Graveslab, Dragoonhill, Co. Wicklow
Co. Wicklow |
Tombs & Memorials
A granite graveslab in Dragoonhill, County Wicklow, carries a cross that simply stops.
That unfinished quality is what sets it apart: where the shaft descends from the lower transom, it travels 23 centimetres down the face of the stone and then ends without a terminal, without the small crossing bar or decorative foot that convention would lead you to expect. Whether this reflects an interrupted carving session, a deliberate local tradition, or something else entirely, nobody has formally resolved.

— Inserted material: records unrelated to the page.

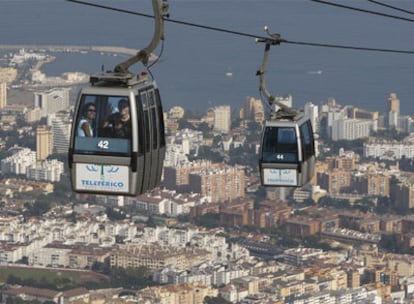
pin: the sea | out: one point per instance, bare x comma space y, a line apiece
202, 67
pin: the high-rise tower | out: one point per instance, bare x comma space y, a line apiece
44, 142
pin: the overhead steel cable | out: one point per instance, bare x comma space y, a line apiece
391, 7
314, 44
363, 10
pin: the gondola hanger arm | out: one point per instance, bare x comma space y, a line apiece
160, 8
274, 39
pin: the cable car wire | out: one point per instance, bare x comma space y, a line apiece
238, 33
391, 7
363, 10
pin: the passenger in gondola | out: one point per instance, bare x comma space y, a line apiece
118, 125
122, 122
85, 126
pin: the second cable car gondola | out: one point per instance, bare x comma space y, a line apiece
287, 154
117, 143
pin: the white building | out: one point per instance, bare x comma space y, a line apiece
61, 128
222, 119
389, 149
311, 111
351, 129
48, 170
19, 162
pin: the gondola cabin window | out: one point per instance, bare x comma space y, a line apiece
280, 145
103, 125
306, 133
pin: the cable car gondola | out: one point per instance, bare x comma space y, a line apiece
117, 143
287, 154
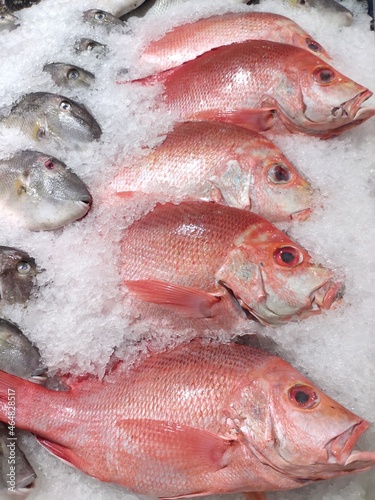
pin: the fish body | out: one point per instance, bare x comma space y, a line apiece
40, 193
251, 83
188, 41
42, 115
17, 275
68, 75
100, 18
196, 257
224, 163
196, 420
328, 8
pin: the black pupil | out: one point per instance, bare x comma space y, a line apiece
281, 173
302, 397
287, 257
325, 75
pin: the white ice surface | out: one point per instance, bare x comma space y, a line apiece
80, 315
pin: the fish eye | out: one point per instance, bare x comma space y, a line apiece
72, 74
303, 396
65, 105
313, 45
99, 16
288, 256
50, 164
324, 75
279, 173
23, 267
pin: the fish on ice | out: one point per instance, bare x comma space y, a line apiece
252, 83
202, 260
186, 42
195, 420
223, 163
39, 192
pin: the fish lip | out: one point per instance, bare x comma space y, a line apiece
351, 107
328, 294
340, 448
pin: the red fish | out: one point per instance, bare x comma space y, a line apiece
196, 258
195, 420
223, 163
188, 41
251, 83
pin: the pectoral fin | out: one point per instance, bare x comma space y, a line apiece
184, 449
185, 300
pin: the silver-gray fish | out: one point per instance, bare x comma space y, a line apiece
328, 8
68, 75
17, 275
88, 45
8, 21
42, 115
40, 193
96, 18
157, 7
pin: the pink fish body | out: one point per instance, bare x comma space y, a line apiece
222, 163
196, 420
188, 41
196, 257
252, 83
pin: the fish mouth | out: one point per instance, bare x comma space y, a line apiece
328, 294
350, 108
340, 449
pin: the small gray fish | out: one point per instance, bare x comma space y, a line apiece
8, 21
17, 275
17, 477
328, 8
68, 75
90, 46
18, 355
42, 115
96, 17
40, 192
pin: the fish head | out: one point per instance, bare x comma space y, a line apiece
273, 278
278, 191
17, 275
69, 75
47, 193
297, 429
327, 98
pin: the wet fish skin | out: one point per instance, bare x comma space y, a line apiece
194, 258
40, 193
17, 275
87, 45
188, 41
18, 355
328, 8
223, 163
248, 422
43, 115
8, 21
100, 18
68, 75
251, 83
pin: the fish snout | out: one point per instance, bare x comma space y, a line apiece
328, 294
340, 449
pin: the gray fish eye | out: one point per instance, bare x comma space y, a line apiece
73, 74
23, 267
65, 105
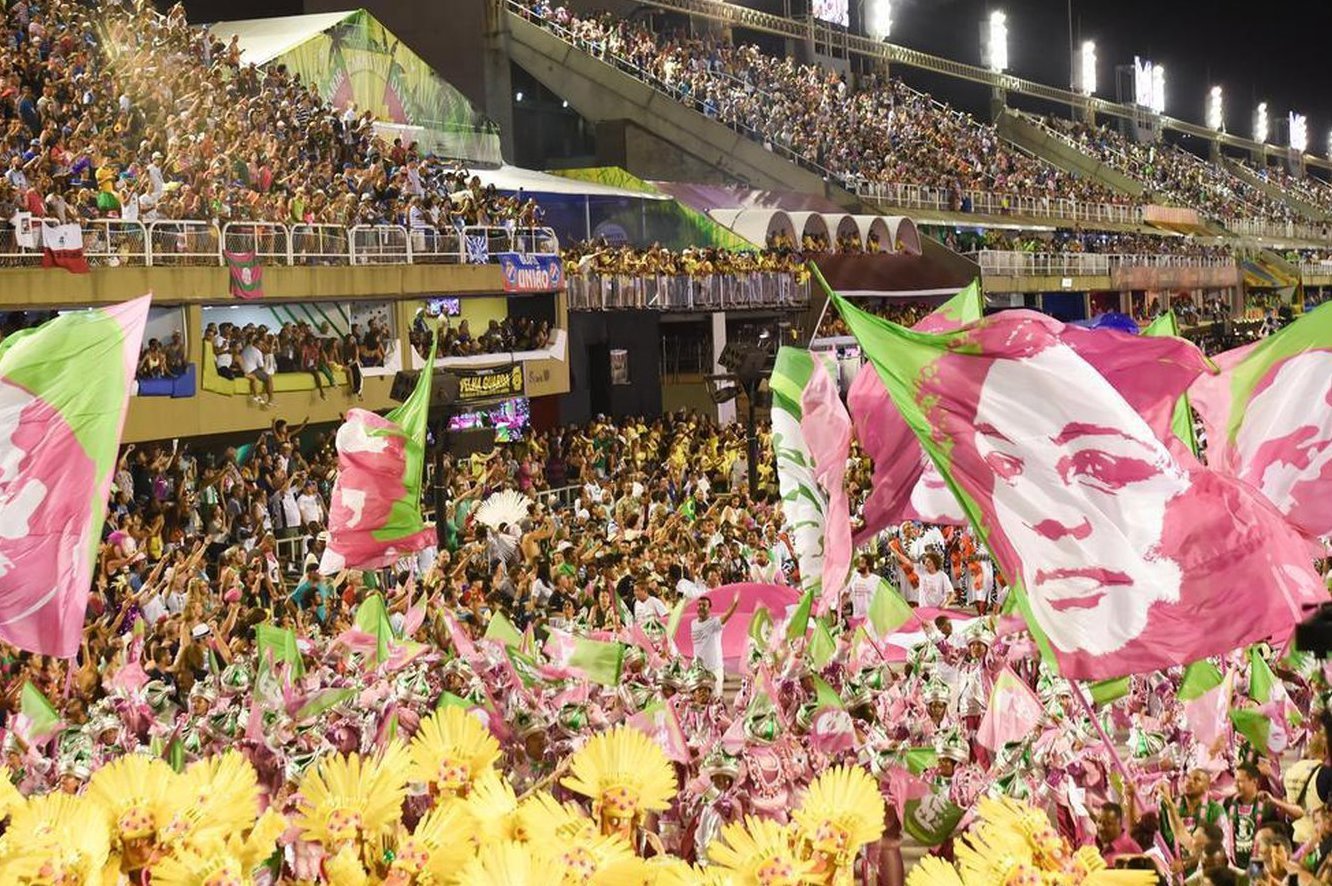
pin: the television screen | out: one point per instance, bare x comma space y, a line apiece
509, 419
834, 11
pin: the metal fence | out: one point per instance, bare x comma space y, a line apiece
1060, 264
713, 292
905, 196
191, 241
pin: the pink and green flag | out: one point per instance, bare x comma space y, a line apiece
889, 610
1012, 714
1268, 423
1182, 419
905, 484
811, 437
1122, 558
374, 513
64, 388
1199, 678
37, 716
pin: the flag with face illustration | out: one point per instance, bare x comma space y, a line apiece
374, 510
1122, 557
811, 437
64, 388
1268, 420
905, 484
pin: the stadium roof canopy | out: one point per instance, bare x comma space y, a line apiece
350, 56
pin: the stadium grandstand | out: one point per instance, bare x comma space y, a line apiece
506, 441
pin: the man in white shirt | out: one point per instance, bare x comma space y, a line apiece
311, 505
646, 606
862, 586
706, 633
252, 364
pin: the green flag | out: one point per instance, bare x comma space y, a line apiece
803, 501
1255, 726
825, 696
1182, 420
600, 661
799, 622
675, 614
933, 818
40, 714
1262, 680
1199, 678
373, 618
320, 702
64, 388
449, 700
921, 758
502, 630
821, 645
276, 644
761, 624
405, 516
176, 756
1107, 690
887, 610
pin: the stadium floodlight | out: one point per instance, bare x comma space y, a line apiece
878, 19
1299, 132
1084, 68
997, 41
1150, 85
1215, 109
1158, 88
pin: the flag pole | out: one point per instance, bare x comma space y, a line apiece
1100, 730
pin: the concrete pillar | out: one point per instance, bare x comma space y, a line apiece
726, 411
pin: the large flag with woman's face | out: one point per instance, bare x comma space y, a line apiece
1122, 557
905, 484
1268, 419
64, 388
374, 512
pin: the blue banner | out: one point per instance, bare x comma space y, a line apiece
532, 273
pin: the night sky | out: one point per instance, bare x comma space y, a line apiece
1279, 52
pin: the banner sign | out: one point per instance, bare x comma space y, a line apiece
492, 384
532, 273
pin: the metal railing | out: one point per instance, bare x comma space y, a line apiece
1074, 264
267, 240
906, 196
184, 241
711, 292
189, 241
1280, 229
316, 244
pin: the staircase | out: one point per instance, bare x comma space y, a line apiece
653, 127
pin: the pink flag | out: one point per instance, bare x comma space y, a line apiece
775, 598
1268, 420
827, 433
1012, 714
372, 454
1124, 558
64, 388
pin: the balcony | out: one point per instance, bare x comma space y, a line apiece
111, 243
1035, 271
714, 292
921, 199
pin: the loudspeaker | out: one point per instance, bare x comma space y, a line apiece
444, 388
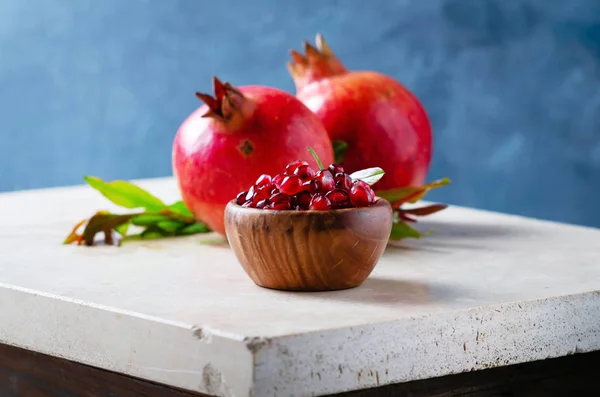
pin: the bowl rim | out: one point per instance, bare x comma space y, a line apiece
377, 204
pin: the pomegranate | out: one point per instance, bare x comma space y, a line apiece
300, 188
233, 138
381, 121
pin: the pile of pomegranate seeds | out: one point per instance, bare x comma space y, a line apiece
301, 188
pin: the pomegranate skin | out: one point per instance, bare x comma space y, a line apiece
214, 158
383, 123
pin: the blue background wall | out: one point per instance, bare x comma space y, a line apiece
512, 87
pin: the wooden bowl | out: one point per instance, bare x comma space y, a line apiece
308, 250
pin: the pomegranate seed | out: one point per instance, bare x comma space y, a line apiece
263, 180
282, 206
291, 185
343, 181
336, 169
291, 167
310, 186
359, 196
263, 192
250, 193
241, 198
302, 200
338, 198
279, 197
325, 181
277, 179
368, 188
262, 203
319, 203
304, 172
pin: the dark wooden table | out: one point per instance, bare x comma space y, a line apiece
28, 374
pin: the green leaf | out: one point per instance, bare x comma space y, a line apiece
126, 194
369, 175
403, 230
170, 226
153, 234
410, 194
339, 150
311, 150
194, 228
180, 208
423, 211
149, 219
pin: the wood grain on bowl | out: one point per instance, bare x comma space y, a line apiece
309, 250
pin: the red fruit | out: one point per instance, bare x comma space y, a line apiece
290, 169
263, 180
325, 181
302, 200
343, 181
241, 198
241, 133
319, 203
368, 189
279, 198
359, 196
278, 179
336, 169
291, 185
383, 123
310, 186
304, 172
338, 198
283, 206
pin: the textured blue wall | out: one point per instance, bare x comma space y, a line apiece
512, 87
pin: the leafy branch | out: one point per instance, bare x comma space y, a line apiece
403, 217
158, 219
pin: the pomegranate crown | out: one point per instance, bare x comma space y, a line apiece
317, 64
227, 101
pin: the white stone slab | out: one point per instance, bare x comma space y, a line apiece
484, 290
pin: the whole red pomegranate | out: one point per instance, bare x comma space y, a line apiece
236, 136
383, 122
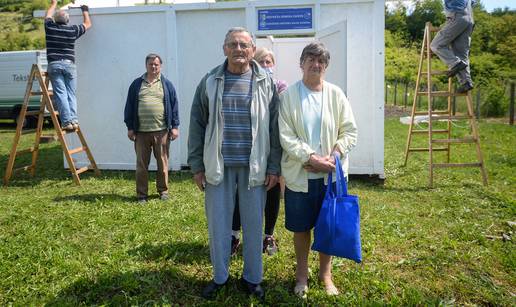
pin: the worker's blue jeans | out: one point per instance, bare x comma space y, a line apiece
63, 75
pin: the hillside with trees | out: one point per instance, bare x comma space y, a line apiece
493, 52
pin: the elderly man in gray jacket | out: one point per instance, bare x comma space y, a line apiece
233, 145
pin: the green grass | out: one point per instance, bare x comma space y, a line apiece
93, 245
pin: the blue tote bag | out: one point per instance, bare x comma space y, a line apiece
337, 230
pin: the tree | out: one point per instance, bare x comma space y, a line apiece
424, 11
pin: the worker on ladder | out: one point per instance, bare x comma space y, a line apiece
60, 41
453, 41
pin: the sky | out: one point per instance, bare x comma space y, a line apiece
489, 5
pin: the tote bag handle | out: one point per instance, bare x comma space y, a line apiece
341, 182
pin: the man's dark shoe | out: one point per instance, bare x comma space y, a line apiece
464, 88
455, 69
142, 200
164, 197
210, 291
235, 244
253, 289
270, 245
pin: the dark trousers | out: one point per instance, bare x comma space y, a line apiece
271, 211
157, 143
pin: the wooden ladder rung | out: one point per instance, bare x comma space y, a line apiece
68, 131
23, 168
24, 151
76, 150
433, 131
32, 113
433, 112
455, 141
442, 165
28, 131
434, 29
427, 149
82, 170
437, 117
39, 93
435, 72
441, 94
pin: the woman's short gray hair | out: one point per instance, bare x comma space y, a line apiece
237, 30
315, 49
61, 17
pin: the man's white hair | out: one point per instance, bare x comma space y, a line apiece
62, 17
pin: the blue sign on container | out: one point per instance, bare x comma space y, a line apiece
285, 19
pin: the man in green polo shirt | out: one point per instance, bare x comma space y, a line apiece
152, 120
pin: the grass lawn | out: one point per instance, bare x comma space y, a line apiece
93, 245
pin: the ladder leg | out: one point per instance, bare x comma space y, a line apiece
429, 96
19, 127
448, 122
474, 130
39, 130
411, 125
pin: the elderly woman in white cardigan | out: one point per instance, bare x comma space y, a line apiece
316, 126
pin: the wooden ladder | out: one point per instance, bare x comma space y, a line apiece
442, 143
45, 103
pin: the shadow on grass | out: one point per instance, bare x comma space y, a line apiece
179, 252
147, 287
163, 287
96, 197
49, 166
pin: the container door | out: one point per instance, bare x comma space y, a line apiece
334, 38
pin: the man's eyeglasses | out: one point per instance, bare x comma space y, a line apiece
234, 45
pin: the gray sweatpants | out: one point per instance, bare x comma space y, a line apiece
452, 43
219, 206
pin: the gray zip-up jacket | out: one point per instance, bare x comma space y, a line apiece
206, 127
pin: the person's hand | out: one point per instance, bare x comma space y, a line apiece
200, 180
335, 155
271, 181
131, 135
320, 164
173, 134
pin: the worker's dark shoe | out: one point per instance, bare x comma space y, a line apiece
141, 200
68, 127
164, 197
210, 291
253, 289
455, 69
464, 88
235, 245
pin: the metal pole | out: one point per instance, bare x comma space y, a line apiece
478, 104
395, 90
511, 106
405, 96
386, 93
454, 101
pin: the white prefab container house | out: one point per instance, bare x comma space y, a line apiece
189, 37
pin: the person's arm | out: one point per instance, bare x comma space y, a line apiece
198, 121
274, 159
86, 16
347, 136
290, 141
174, 131
51, 10
129, 112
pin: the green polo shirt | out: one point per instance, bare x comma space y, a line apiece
151, 108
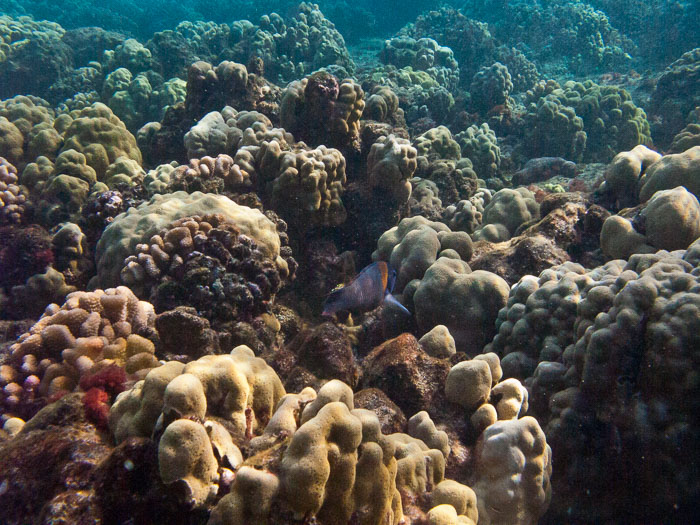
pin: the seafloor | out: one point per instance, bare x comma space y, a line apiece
183, 184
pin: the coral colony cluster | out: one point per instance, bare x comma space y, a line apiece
178, 197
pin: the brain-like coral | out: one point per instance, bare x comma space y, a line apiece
28, 129
437, 143
88, 333
466, 302
390, 165
490, 87
99, 134
207, 263
32, 55
424, 54
507, 210
304, 185
471, 41
13, 199
676, 95
291, 47
480, 146
415, 244
320, 109
139, 224
186, 403
669, 220
589, 121
680, 169
623, 174
515, 457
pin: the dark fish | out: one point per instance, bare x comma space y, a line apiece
369, 289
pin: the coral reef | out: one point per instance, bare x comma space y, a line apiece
88, 333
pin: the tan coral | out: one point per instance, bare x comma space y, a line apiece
101, 137
250, 500
186, 458
390, 165
461, 497
513, 466
79, 338
238, 387
512, 399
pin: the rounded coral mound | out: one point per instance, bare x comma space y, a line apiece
87, 334
139, 224
207, 263
466, 302
321, 109
99, 134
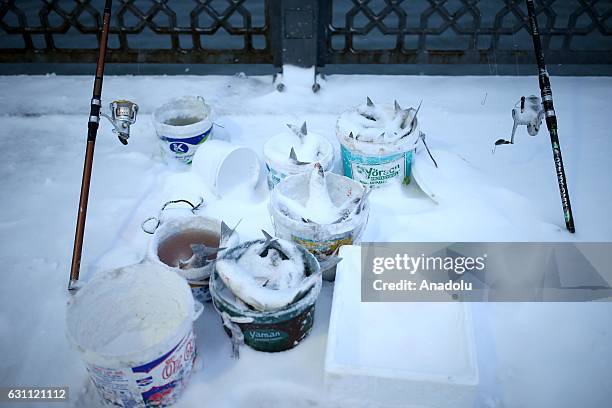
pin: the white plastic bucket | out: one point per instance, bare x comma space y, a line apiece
374, 164
198, 278
182, 124
133, 328
322, 240
223, 166
279, 167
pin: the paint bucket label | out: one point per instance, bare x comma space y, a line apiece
278, 336
324, 248
157, 383
374, 171
182, 149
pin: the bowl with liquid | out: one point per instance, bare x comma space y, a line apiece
171, 244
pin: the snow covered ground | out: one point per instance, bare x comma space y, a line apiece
530, 355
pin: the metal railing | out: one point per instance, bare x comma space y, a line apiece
340, 31
142, 31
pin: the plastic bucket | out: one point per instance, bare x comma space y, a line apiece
223, 166
276, 153
374, 164
182, 124
271, 331
322, 240
198, 278
133, 328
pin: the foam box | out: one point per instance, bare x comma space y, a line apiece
397, 354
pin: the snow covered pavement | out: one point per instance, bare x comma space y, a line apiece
541, 355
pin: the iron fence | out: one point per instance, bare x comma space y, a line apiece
306, 31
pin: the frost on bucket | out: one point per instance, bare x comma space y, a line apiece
133, 327
320, 211
294, 151
377, 142
182, 125
265, 292
188, 245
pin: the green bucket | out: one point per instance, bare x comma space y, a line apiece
270, 331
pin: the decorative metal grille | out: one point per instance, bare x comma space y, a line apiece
467, 31
161, 31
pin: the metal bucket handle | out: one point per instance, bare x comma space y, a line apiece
151, 230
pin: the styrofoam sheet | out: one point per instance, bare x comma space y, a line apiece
397, 354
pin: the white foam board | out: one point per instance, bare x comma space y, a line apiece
397, 354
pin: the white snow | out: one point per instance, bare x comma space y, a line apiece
544, 355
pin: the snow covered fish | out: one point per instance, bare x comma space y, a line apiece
268, 276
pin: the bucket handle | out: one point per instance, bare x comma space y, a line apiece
150, 229
198, 309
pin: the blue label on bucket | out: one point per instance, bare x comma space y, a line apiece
157, 383
183, 149
375, 171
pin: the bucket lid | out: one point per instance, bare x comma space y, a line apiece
129, 314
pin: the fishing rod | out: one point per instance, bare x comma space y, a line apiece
123, 114
551, 117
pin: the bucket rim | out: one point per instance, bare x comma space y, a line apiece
254, 176
202, 126
158, 237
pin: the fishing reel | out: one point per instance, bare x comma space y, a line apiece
123, 115
527, 112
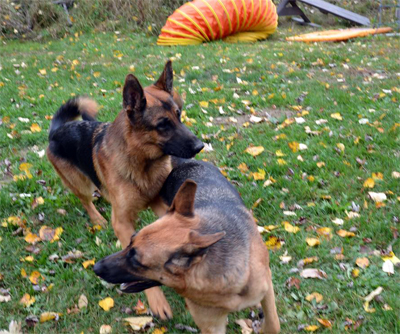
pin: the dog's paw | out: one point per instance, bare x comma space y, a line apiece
158, 303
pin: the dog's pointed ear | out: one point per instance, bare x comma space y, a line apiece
133, 96
166, 79
192, 252
183, 202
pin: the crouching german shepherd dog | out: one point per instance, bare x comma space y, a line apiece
127, 160
207, 247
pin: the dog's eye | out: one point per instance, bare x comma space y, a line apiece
164, 124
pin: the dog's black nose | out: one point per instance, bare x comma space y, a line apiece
198, 146
98, 268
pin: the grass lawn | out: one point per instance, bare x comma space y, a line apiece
330, 129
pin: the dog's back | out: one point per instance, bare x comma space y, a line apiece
220, 207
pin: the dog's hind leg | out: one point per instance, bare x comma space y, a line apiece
211, 320
271, 320
79, 184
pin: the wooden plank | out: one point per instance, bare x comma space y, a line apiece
338, 11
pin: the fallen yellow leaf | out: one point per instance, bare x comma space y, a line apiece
337, 116
107, 303
369, 183
315, 295
325, 231
27, 300
35, 127
32, 238
362, 262
294, 146
325, 322
138, 323
48, 234
243, 168
254, 150
344, 234
35, 277
312, 242
312, 328
47, 316
260, 175
290, 228
88, 263
273, 243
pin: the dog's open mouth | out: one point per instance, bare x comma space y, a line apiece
138, 286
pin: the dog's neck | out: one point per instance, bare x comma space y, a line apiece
147, 171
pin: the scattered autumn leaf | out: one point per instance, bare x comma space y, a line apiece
32, 238
311, 328
312, 242
138, 323
82, 302
362, 262
254, 150
325, 322
107, 303
290, 228
369, 183
105, 329
35, 127
345, 234
35, 277
88, 263
313, 273
48, 234
47, 316
27, 300
377, 197
315, 295
337, 116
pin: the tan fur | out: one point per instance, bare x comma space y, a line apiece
87, 105
209, 299
132, 170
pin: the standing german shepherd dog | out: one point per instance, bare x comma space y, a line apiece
127, 160
207, 248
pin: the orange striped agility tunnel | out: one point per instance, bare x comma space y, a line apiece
201, 21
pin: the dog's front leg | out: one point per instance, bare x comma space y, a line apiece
271, 323
209, 319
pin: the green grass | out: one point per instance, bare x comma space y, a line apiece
346, 78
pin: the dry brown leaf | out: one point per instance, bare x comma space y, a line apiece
47, 316
138, 323
107, 303
313, 273
254, 150
362, 262
48, 234
315, 295
27, 300
35, 277
82, 302
105, 329
325, 322
344, 234
312, 242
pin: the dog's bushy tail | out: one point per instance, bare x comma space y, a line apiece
71, 110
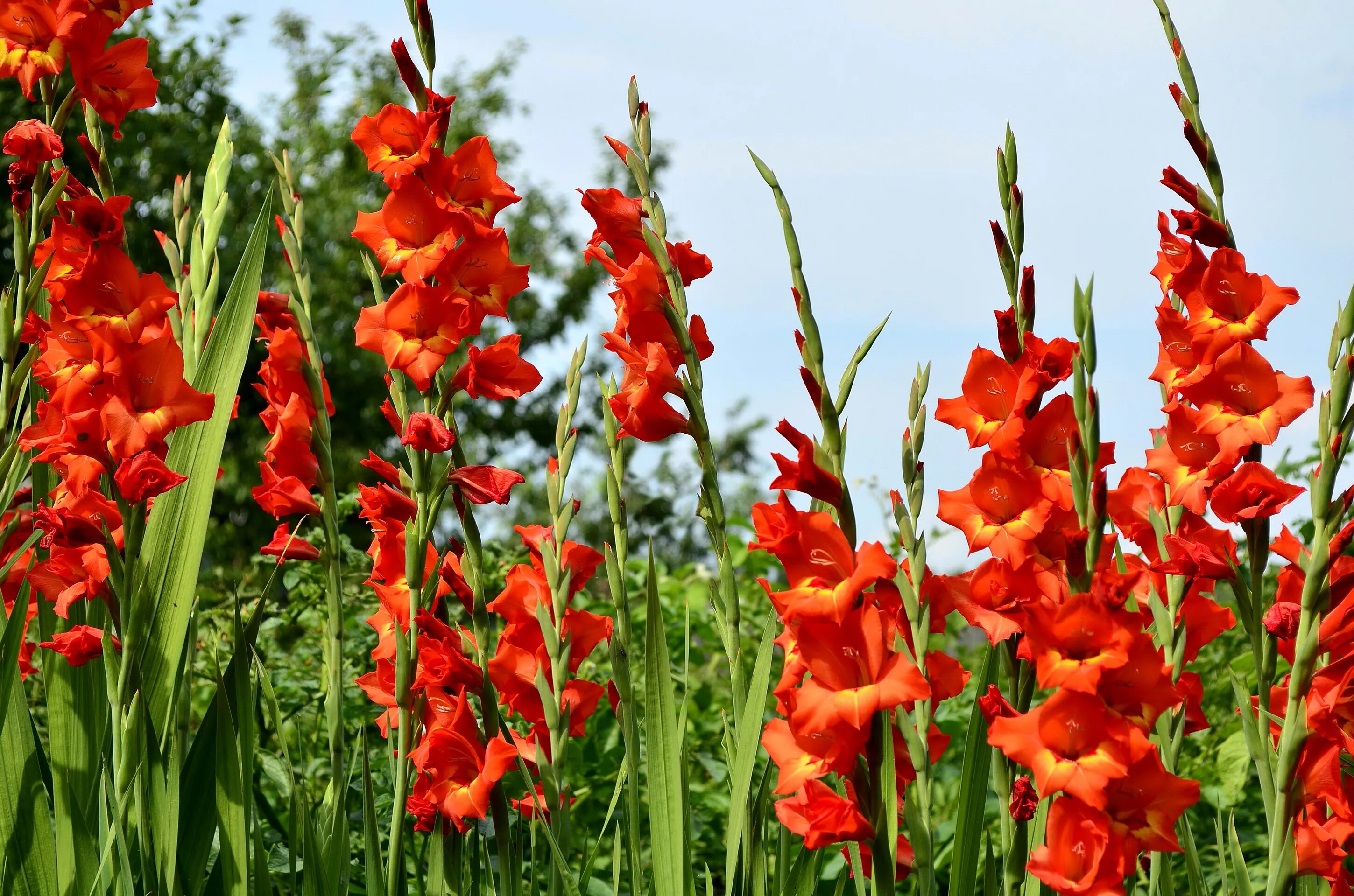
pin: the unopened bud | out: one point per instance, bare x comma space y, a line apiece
1281, 619
1024, 800
993, 706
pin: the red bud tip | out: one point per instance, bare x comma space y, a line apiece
1281, 620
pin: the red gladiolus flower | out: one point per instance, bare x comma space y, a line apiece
80, 644
1024, 800
115, 80
482, 268
33, 141
1147, 802
484, 483
144, 477
1180, 263
37, 37
461, 769
826, 578
156, 400
1231, 306
1073, 644
417, 328
497, 373
824, 818
994, 706
427, 432
467, 181
992, 396
855, 672
1081, 854
289, 547
805, 757
1188, 461
282, 496
1072, 743
804, 474
110, 293
1252, 493
1002, 508
412, 233
395, 141
1243, 401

The slab was found lying in a graveyard, roughly ten metres south of the east end of an associated church ruin, both features clustered together on the Dragoonhill site. The stone itself is complete rather than fragmentary, which makes the absent terminal all the more curious; this is not a case of breakage or wear. It measures just over a metre in length, tapering slightly from 44 centimetres wide at the top to 33 centimetres at the base, and is 10 centimetres thick. Cut into its surface is a splayed cross, a form in which the arms widen toward their ends, roughly 28 centimetres high and just over 25 centimetres across. The shaft below it runs in a clean, narrow channel, between 6 and 6.5 centimetres wide, before stopping abruptly. Incised graveslabs of this general type belong to a long tradition of early medieval and later Christian grave-marking in Ireland, with the cross cut directly into a flat stone rather than raised in relief, and they are found scattered across church sites throughout the country. What makes the Dragoonhill example worth pausing over is that small, deliberate-looking incompleteness at the base of the shaft, a feature that resists easy explanation.